Dólar avança cotado a R$4,07 com foco no cenário externo

Por Pablo Vinicius Souza
07 janeiro 2020 - 20:00

O dólar comercial registrou leve alta de 0,12% nesta terça-feira (07), fechando na cotação de R$4,0730 na venda, em meio a uma sessão de intensa volatilidade.

Essa foi a quarta valorização seguida da divisa americana, apesar de modesta, evidenciando a tônica de aversão ao risco predominante no mercado internacional.

Os desdobramentos do conflito entre Estados Unidos e Irã estiveram no radar dos investidores, que adotaram uma postura de cautela à espera de uma definição para este contexto.

Segundo informações do Pentágono, bombardeiros B-52 e tropas adicionais serão enviados ao Oriente Médio para reforçar as bases já instaladas na região.

Porém, uma resolução aprovada pelo parlamento iraquiano prevê a expulsão de tropas estrangeiras de seu território, principalmente as americanas.

Não obstante as incertezas da situação, o mercado continuou cético em relação à uma possível agressão de escala global, já que, até o momento, o Irã não dispõe de “aliados” de peso.

Outro aspecto que também interferiu na dinâmica cambial foi o enfraquecimento do petróleo, que exerceu uma pressão negativa sobre as divisas emergentes e atreladas às commodities.

O real é uma das moedas que poderá se beneficiar da conjuntura interna voltada ao crescimento e expansão das atividades, contudo, outros fatores podem afetar o seu ritmo de apreciação.

Juros Futuros

Na renda fixa, os contratos de juros futuros encerraram com redução nas taxas em todos os períodos, refletindo os dados de inflação abaixo do esperado.

Ao longo do dia, os DIs foram deixando de lado as preocupações externas para se concentrarem no Índice de Preços ao Consumidor mensurado da cidade de São Paulo, que ficou em 0,94% em dezembro, ligeiramente menor do que as previsões dos analistas.

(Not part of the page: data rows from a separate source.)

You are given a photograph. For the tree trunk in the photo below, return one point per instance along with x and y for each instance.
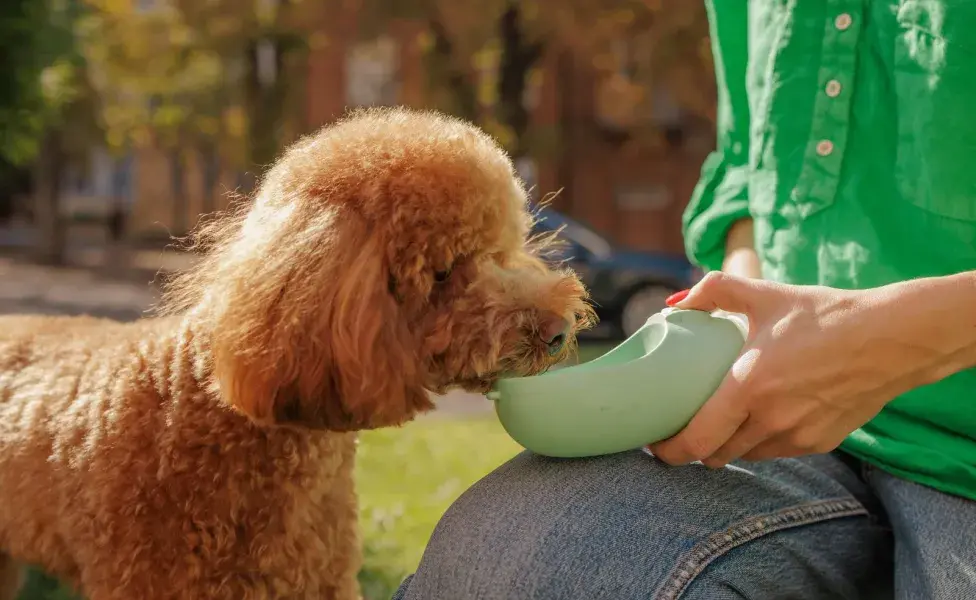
(443, 65)
(178, 189)
(211, 174)
(51, 230)
(518, 57)
(265, 107)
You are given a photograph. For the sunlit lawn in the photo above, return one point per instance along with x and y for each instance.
(407, 478)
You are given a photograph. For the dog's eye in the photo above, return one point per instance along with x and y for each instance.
(442, 276)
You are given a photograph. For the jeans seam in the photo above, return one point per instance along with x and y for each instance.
(693, 563)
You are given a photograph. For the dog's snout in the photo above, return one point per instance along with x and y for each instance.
(554, 331)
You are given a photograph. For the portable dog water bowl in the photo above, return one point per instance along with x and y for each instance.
(643, 391)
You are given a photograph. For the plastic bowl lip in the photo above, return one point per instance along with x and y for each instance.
(495, 394)
(741, 323)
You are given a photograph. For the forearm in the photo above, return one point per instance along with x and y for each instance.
(937, 316)
(740, 252)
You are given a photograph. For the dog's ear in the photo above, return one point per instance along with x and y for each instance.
(313, 337)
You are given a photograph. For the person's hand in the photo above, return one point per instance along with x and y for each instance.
(818, 363)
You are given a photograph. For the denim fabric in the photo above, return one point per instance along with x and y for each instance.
(627, 526)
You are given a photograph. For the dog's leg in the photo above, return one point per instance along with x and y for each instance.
(11, 578)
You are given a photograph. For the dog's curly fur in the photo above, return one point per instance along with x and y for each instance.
(207, 453)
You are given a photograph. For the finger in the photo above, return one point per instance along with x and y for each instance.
(785, 445)
(748, 436)
(713, 425)
(718, 290)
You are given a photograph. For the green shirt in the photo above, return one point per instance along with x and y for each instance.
(847, 130)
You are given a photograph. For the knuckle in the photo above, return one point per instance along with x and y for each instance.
(713, 280)
(772, 424)
(696, 448)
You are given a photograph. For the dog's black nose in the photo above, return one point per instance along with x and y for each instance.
(554, 331)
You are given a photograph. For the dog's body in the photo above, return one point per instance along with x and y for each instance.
(121, 472)
(208, 453)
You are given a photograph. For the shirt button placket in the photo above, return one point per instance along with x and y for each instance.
(833, 88)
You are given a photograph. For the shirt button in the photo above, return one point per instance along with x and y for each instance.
(825, 147)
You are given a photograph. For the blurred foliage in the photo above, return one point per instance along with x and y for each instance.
(45, 86)
(484, 56)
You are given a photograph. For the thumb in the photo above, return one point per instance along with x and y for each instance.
(720, 291)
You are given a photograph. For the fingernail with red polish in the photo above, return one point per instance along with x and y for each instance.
(675, 298)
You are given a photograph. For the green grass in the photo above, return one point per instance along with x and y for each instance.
(407, 479)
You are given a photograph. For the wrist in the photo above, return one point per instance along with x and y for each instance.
(935, 319)
(741, 258)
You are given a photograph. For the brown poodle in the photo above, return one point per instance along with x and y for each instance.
(207, 453)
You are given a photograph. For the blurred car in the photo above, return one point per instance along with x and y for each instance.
(626, 287)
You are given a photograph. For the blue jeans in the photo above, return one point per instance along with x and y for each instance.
(627, 526)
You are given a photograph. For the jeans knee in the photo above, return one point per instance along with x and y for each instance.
(609, 527)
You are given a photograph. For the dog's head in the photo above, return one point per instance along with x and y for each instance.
(383, 257)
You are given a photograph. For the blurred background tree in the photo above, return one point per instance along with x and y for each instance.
(45, 109)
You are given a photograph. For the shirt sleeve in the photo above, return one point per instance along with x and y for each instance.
(722, 195)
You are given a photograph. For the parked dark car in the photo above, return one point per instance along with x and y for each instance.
(626, 286)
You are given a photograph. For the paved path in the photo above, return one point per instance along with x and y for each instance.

Outro fator que ajudou a aliviar a pressão sobre a curva de juros foi o arrefecimento nos preços da cesta de alimentos básicos, que assegura a probabilidade de corte na taxa Selic.

O DI janeiro/2021 caiu para 4,49% (4,53% no ajuste anterior), o DI janeiro/2022 declinou para 5,24% (5,29% no ajuste anterior) e o DI janeiro/2025 recuou para 6,46% (6,44% no ajuste anterior).